At the same time, public access remains uneven. The source states that ChatGPT and Anthropic’s Claude have not yet implemented a public video input feature for their models, possibly because processing the extra tokens from tokenized video is relatively computationally expensive.

The Cost Question

Willison’s result is notable because it suggests that this capability may become practical for routine work. A task that once required manual entry or custom scraping code could be handled through a short recording and a prompt.

For now, the economics are shaped by company subsidies. The source says Google is heavily subsidizing user AI costs through Search revenue and data centers. It also notes that OpenAI is subsidizing too, with investor dollars and help from Microsoft.

The broader trend described in the source is that AI compute costs are dropping, which could make these capabilities available to more users over time. If that continues, video scraping may become less like a novelty and more like a standard way to move information from screens into usable formats.

Privacy Depends On Control

The same capability that makes video scraping useful also creates risk.

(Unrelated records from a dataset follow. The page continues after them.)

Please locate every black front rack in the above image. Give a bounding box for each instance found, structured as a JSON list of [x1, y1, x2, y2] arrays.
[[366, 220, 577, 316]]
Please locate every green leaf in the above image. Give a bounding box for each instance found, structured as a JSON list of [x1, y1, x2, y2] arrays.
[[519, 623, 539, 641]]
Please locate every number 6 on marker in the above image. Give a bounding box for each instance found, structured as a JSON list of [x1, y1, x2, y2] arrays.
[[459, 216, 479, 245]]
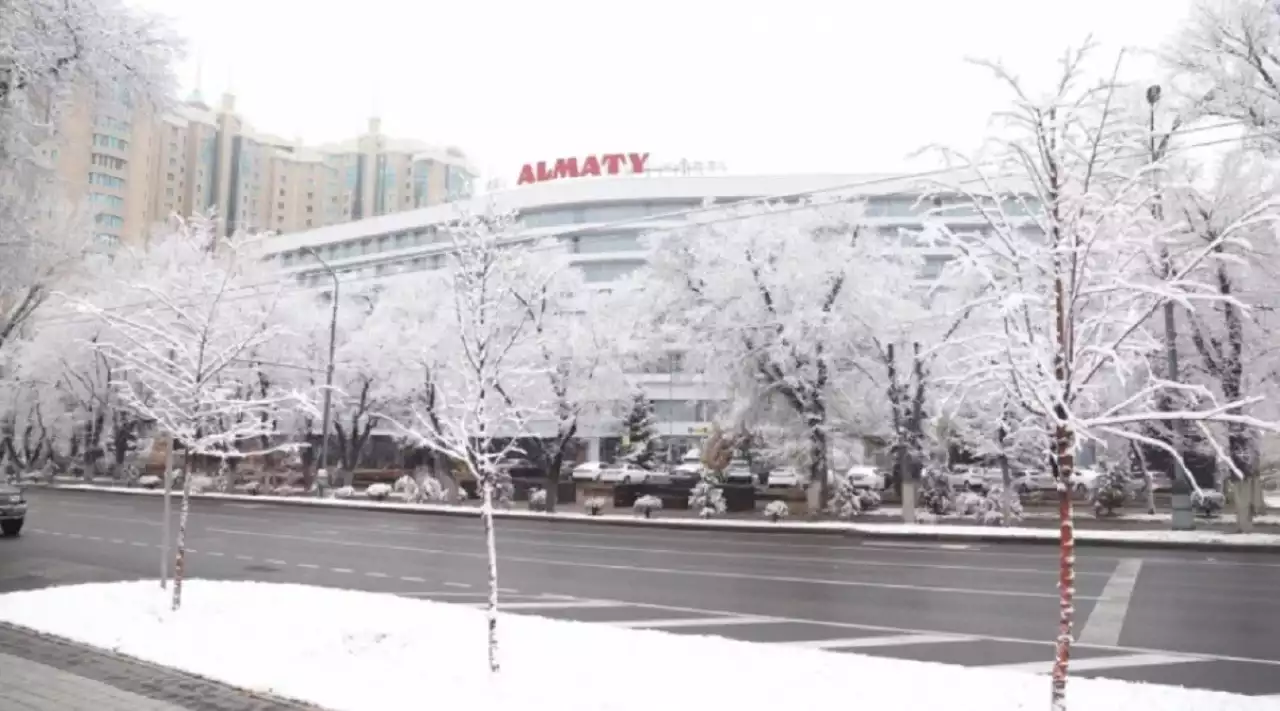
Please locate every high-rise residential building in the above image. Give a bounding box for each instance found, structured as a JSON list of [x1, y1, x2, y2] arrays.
[[52, 92, 476, 243]]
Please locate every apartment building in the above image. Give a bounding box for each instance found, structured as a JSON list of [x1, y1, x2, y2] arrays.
[[51, 92, 476, 245]]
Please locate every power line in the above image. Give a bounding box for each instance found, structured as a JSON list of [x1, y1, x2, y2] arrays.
[[30, 122, 1275, 325]]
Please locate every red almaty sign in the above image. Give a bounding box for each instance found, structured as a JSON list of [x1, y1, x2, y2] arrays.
[[516, 152, 649, 186]]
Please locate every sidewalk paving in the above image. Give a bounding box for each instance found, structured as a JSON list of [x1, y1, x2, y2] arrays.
[[0, 624, 315, 711]]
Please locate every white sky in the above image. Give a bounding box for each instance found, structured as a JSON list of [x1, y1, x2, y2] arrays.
[[129, 0, 1190, 183]]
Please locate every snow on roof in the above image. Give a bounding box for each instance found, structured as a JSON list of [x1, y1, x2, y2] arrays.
[[0, 584, 1275, 711]]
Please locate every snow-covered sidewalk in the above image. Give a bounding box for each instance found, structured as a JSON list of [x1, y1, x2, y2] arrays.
[[0, 580, 1275, 711], [40, 484, 1280, 550]]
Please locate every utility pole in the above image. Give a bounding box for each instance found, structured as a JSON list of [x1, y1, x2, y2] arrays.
[[1147, 85, 1196, 530], [302, 247, 339, 491]]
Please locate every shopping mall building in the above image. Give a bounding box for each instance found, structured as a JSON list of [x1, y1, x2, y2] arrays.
[[257, 154, 998, 456]]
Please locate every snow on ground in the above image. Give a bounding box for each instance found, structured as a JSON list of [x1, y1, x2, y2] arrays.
[[37, 484, 1280, 548], [0, 580, 1275, 711]]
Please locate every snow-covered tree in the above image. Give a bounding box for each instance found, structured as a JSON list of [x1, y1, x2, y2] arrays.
[[621, 392, 658, 469], [940, 50, 1275, 711], [393, 211, 548, 671], [79, 218, 294, 610]]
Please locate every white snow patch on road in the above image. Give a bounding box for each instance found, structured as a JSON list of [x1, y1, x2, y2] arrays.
[[0, 580, 1275, 711]]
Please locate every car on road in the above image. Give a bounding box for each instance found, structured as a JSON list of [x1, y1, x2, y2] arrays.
[[845, 464, 884, 491], [570, 461, 604, 482], [599, 461, 652, 484], [0, 482, 27, 535]]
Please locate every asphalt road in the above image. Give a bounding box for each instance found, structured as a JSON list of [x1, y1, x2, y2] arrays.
[[0, 489, 1280, 699]]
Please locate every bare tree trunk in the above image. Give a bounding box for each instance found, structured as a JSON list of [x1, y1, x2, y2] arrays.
[[1052, 425, 1075, 711], [480, 474, 498, 673], [173, 470, 191, 610], [160, 436, 173, 589]]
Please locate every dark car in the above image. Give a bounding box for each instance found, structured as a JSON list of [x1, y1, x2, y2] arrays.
[[0, 483, 27, 535]]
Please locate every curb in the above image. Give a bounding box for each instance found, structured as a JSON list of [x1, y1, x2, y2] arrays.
[[28, 484, 1280, 553]]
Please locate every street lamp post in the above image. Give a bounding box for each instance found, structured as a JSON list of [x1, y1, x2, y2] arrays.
[[302, 247, 338, 491]]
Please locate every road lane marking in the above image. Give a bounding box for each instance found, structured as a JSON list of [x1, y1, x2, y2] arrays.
[[209, 528, 1097, 601], [977, 655, 1211, 674], [1078, 559, 1142, 646], [785, 634, 977, 650], [604, 617, 785, 629], [467, 600, 627, 610]]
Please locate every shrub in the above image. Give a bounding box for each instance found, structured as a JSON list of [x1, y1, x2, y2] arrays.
[[1192, 489, 1226, 519], [764, 500, 791, 523], [689, 475, 727, 519], [529, 489, 547, 511], [582, 496, 609, 516], [1093, 471, 1129, 519], [631, 493, 662, 519]]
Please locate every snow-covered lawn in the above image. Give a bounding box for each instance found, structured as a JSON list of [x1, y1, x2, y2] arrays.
[[35, 486, 1280, 548], [0, 580, 1275, 711]]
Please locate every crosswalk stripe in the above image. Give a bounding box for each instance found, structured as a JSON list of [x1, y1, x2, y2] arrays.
[[467, 600, 626, 611], [980, 647, 1207, 674], [607, 617, 783, 629], [786, 634, 975, 650]]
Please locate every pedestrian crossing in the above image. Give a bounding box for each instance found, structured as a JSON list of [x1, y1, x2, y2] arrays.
[[415, 592, 1280, 699]]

If an AI system can see a screen, it can potentially capture sensitive behavior and private information.

The source contrasts Willison’s controlled experiment with systems that continuously record activity. Apps such as Rewind AI on the Mac and Microsoft’s Recall, which is being built into Windows 11, feed on-screen video into an AI model and store extracted data in a database for later recall.

That approach can create privacy concerns because it records everything a person does on a machine and collects it in one place that could later be hacked.

Willison’s approach is different because he chooses what to record and when to upload it. Even though his current method involves sending the video to Google for processing, the decision about exposure remains with him.

He summarized the benefit this way: “The great thing about this video scraping technique is that it works with anything that you can see on your screen… and it puts you in total control of what you end up exposing to the AI model.”

That control may become the dividing line for future screen-aware AI tools. The useful version helps people extract data from what they deliberately show it. The risky version watches broadly, stores too much, and turns everyday computer use into a searchable record.